Un romanzo duro e intenso che, suddiviso in tre momenti – passato remoto, passato prossimo e presente – ripercorre la vita di due donne: Luciana prima e sua figlia Ester poi. Due donne vessate dal dolore, dalla fatica, dalla rassegnazione e dalla violenza. E’ il Dopoguerra; nella Pianura Padana la vita dei campi è difficile e Luciana bambina è già costretta ad assolvere a tante mansioni. D’improvviso, muore suo fratello Aldo, in un incidente, quindi sua madre, uccisa dal dolore. Rimasta sola nella casa di campagna con il padre, un omino fragile e mite e lo zio Tino, suo fratello, Luciana conosce Adriano e decide di sposarlo, per alleviare la fatica fisica della vita agreste. Il loro è un matrimonio senza amore, dal quale nasce prima Emilio, un bambino da subito irrequieto, cresciuto con distacco, e quindi Ester, frutto di una violenza notturna, accolta con più favore dalla madre per il suo carattere mite e silenzioso. Con il passare degli anni Emilio diventerà tuttavia sempre più soverchiante nei confronti della sorella, fino a soffocarla, nell’anima e nel corpo, vessandola con continui soprusi e terribili incursioni notturne. Non c’è scampo per lei: a nulla può il liceo – che lascerà quando i professori diventeranno troppo pressanti per comprendere le ragioni del suo disagio – la sua amica Mary o il lavoro al supermercato. Ester vive in una situazione di continuo timore, chinando sempre la testa, muta, annientata nel corpo dall’anoressia e nella mente da pensieri suicidi. Ma proprio quando tutto sembra essere perduto arriva Marcello, quasi una luce in fondo al tunnel, un ragazzo docile, il primo con il quale Ester sente di poter essere quello che è, senza paura.

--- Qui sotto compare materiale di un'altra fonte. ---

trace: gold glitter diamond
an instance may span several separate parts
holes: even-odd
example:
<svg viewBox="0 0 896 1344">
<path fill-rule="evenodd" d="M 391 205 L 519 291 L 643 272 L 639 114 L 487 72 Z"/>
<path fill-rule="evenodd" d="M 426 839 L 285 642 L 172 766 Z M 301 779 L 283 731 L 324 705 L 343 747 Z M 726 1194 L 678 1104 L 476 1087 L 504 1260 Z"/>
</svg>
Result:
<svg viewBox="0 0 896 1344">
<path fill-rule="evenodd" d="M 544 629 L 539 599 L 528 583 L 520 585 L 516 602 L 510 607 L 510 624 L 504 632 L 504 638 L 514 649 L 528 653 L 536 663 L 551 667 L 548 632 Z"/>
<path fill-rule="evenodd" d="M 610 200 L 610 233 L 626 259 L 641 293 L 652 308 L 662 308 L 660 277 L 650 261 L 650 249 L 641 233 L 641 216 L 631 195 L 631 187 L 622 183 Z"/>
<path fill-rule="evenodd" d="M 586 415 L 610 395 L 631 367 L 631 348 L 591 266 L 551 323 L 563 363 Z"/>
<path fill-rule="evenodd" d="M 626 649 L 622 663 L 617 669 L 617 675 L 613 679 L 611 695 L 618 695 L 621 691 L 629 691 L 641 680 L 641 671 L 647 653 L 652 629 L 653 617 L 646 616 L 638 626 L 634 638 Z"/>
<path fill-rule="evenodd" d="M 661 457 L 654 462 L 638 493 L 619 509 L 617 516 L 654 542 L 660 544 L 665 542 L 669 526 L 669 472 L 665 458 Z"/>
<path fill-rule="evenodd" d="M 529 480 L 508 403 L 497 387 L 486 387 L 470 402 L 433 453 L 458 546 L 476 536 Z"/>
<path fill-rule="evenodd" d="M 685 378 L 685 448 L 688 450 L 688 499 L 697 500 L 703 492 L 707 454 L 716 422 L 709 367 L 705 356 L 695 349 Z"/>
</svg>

Elena Uber sorprende con questo romanzo crudo e straziante, che si caratterizza per una narrazione fluida e asciutta, in cui non c’è posto per alcuna emozione. Un racconto struggente e doloroso che l’autrice – medico in un servizio per le dipendenze – dedica “alle tante donne che conducendomi nelle loro vite mi hanno costretto a questo viaggio”, come si legge nell’incipit.